Stress is an unavoidable part of life however too much stress can negatively effect our mental health. Therefore, if you have mental health challenges, as I do, stress can quickly make things much worse. It is important then, to make sure that you use stress management techniques to lessen its impact.
Lessening The Stress By Organising the Mess
One of the greatest gifts of entering recovery is the way in which my life has become rich and full. While this is a positive thing, it also means that if I am not careful, there is a lot I can get overwhelmed by. To look after my recovery,I must remember to manage the things I need to do in a balanced way.
Using Organisation Tools for Stress Management
To try to lessen the daily stresses of life, I have found it helpful to develop various organisational tools. Using organisational tools helps to avoid some of the stress before it happens.
Using stress management tools also helps to reduce the stress when I’m in the middle of feeling overwhelmed.

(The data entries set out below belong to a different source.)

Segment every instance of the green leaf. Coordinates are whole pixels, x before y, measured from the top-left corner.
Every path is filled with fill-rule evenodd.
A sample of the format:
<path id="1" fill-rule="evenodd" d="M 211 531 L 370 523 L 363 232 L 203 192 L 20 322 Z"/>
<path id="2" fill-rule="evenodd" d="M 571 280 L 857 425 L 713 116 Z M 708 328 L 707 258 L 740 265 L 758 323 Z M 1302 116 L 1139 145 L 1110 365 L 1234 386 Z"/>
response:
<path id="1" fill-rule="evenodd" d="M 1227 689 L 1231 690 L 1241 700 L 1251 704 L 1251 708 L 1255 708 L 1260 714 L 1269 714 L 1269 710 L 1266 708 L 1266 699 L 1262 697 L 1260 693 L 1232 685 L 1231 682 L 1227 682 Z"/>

My preferred method of organization is to use a balanced to-do list, a bullet journal, and a weekly schedule template. I organize myself and manage my stress by using the following steps:
1. Write down everything you need to do
When you begin to notice you feel overwhelmed, then its time to look at reorganising things. When I feel the panic rising, I stop and take some time to write down everything I need to do.
Making myself do this can often be difficult. Because I already feel anxious, the idea of seeing everything written down can initially increase my anxiety. However, I know from experience that after writing it all down and dividing it into manageable chunks, I will feel so much relief.
2. Identify which things are a priority and which can be postponed
Once everything is written down, it is then easier to see which tasks are a priority and which ones you can put off. Additionally, you can also look at ways to break down tasks to simplify
There are a number of to-do lists which help to manage stress. My favourite method is a variation of the Eisenhower Matrix. I begin by writing down everything I need to do and then move these into one of the four areas on the matrix. Even this initial step can considerably lower my anxiety as I realise how few of the pressing tasks are actually urgent.
3. Start a Bullet journal for stress management
I find that having everything written down in one place, helps me to keep on top of things and stay organized. A couple of years ago, I began to keep a bullet journal which has become my most helpful stress management tool. You can find out more about what a bullet journal is and how to use one here.
I find the bullet journaling method incredibly helpful. You can organize these in whatever way suits you best. For example, I use mine as a daily reflection diary, a habit tracker, and a place to keep a list of things I need to do. I have found keeping a bullet journal to be of great benefit to my mental health.
A bullet journal can be tailored to your individual needs. In my journal, I have my main to do list, broken down into priority status. I then have a daily to do, where I pick a couple of things out from my main list to tackle. When anything new comes up, I add a note to my bullet journal and later on I can look at how best to schedule it.
4. Create a weekly schedule
Once I’ve completed my priority To-do list and organized my bullet journal, I then move on to organize my time. I like to create a weekly schedule to keep me on track. This isn’t a necessity for most people but it is a priority for me because I work and study from home.
I use a weekly schedule which I create on my laptop and download. On my weekly schedule are the priority tasks. My priorities include the absolute minimum amount of Open University study hours and freelance work hours I need to do each week. I first add all my appointments in for the week, and then create blocks of time for study, filming and writing. I make sure each of these are in manageable chunks.
Allowing for Flexibility At Stressful Times
Life is not something we can control so it is important that we can change our routines when we need to. For this reason, flexibility is an important tool in looking after our mental health.
My bullet journal is my daily check-in place. From my journal, I can refer to my To-do list, and based on how I feel, schedule a couple of personal tasks each day. A poor mental health day means I often need to swap my days around, which is why I create my schedule on my laptop. Having my schedule online means that I can easily change things around if I need to and then reprint it.
Having things organized like this does help to manage stress. If I’m having a bad week, I can remove all the nonessentials from my schedule and do the basics. Or if I’m feeling mentally well I can add extra tasks to it if I have the time.
And Relax….
On completing these organisation steps, I feel lighter. I also feel more confident in my ability to manage all the new things in my life.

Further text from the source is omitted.